This is a textbook intended for undergraduate liberal arts mathematics courses that should be especially interesting to fine arts majors.
The mathematical content revolves around two subjects: mathematical perspective and fractal geometry. The “bricks-and-mortar” topics include 2d and 3d coordinates (Ch 1), similarity (Ch 2), central and inscribed angles (Ch 5), existence of the orthocenter (Ch 6), self-similarity (Ch 8), and exponentials and logarithms (Ch 9). On these, the authors build an edifice of perspective projection (Ch 1–7), with a spacious attic of fractal geometry (Ch 8–9).
Perspective projection is covered gently and at considerable length. One-, two-, and three-point perspective drawings are treated in separate chapters and extend to anamorphic art (Ch 7) and paintings where a sphere replaces the picture plane (Ch 6).
The treatment of perspective is rather unique. The authors derive all the standard formulas in Chapter 2, but then in Chapter 4 — independently — discuss tools for depicting a sequence of congruent rectangles in a perspective view. This is clearly designed with student artists in mind. The techniques discussed in chapter 4 are useful when painting long fences, electric poles on the side of a road, extended sidewalks, railroads and such. In addition, the book not only shows how to draw, but also how to view perspective paintings. This is quite uncommon. I do not believe I had come across anything similar before.

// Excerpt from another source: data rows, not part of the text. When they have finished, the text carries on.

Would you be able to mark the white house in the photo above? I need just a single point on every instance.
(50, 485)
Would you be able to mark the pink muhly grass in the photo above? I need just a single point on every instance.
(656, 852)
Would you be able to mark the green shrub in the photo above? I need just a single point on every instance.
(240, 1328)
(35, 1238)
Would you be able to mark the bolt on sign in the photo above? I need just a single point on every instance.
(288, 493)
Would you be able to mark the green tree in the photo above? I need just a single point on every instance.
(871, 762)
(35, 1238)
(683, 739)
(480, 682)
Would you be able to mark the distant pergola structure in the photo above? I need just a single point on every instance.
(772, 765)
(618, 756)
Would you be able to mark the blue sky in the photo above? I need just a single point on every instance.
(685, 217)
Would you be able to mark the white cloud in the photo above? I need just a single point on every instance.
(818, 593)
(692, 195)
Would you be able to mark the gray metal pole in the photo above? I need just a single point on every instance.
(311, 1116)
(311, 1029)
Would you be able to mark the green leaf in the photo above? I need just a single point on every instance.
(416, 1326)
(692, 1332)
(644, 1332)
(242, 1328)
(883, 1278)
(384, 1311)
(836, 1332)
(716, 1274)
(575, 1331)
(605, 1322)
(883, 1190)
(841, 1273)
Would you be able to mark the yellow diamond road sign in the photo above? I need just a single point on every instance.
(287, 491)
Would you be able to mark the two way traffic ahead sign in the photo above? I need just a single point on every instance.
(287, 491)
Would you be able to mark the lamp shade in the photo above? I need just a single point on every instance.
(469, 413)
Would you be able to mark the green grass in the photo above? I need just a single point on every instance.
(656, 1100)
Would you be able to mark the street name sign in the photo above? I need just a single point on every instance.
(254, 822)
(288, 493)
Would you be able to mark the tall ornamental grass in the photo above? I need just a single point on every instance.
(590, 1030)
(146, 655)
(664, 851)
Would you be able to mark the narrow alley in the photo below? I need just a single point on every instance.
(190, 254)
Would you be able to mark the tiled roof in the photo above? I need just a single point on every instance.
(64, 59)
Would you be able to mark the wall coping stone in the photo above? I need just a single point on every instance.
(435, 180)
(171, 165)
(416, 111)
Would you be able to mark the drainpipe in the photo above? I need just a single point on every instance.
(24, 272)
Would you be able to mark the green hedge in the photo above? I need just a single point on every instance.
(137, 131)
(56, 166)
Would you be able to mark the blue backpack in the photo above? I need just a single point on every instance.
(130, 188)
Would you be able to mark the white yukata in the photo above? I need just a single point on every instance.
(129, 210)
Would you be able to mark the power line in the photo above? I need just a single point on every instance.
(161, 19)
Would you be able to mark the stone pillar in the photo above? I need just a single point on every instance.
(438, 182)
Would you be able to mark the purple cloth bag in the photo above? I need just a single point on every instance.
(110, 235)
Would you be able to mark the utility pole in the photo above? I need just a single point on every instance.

The key is an observation that the viewpoint of a drawing that includes two vanishing points due to two perpendicular directions lies on a semircircle with a diameter joining the two vanishing points in the plane perpendicular to the picture plane (Ch 5). A practical construction of the best viewing distance and the viewpoint for a two-point perspective depends on identifying two pairs of vanishing points and finding the intersection of the corresponding semicirles. This works perfectly for the illustrations provided in the book and for several perspective paintings I found in my home library. For a one-point perspective the construction is even simpler; for a three-point perspective an engaging discussion leads to the question of the intersection of three spheres and the existence of the orthocenter.
Fractal geometry is introduced in Chapter 8 with make-believe photographs that convincingly illustrate the idea of many natural objects looking the same regardless of their size. That’s a beautiful introduction to self-similarity. Self-similarity is pursued with several examples and, towards the end of the chapter, is shown to arise via function iteration. The central topic of the last chapter is fractal dimension, which is introduced as a means of measuring the size of a fractal. A a review of exponents and logarithms is included, making the material self-contained. The chapter draws attention to the photographs of Ansel Adams, which juxtapose fractal mountain ridge skylines with smooth river curves.
The textbook contains a wide variety of classroom-tested activities and problems and a good deal of pedagogical and learning opportunities for instructors and students. Each chapter ends with a list of exercises; solutions to some of the exercises are collected at the end of the book.
Last but not least, the book features a series of essays by contemporary artists written especially for the book. These fine artists — among which several are professional mathematicians and scientists — examine how mathematics influences their art. The essays are accompanied by images of their work. There are also several color inserts.
The book goes a long way trying to convey to its audience — through both theory and practice — professional techniques that could not fail but empower students to make accurate, sophisticated drawings. The book presents an elegant fusion of mathematical ideas and practical aspects of fine art.
Alex Bogomolny is a freelance mathematician and educational web developer. He regularly works on his website Interactive Mathematics Miscellany and Puzzles and blogs at Cut The Knot Math.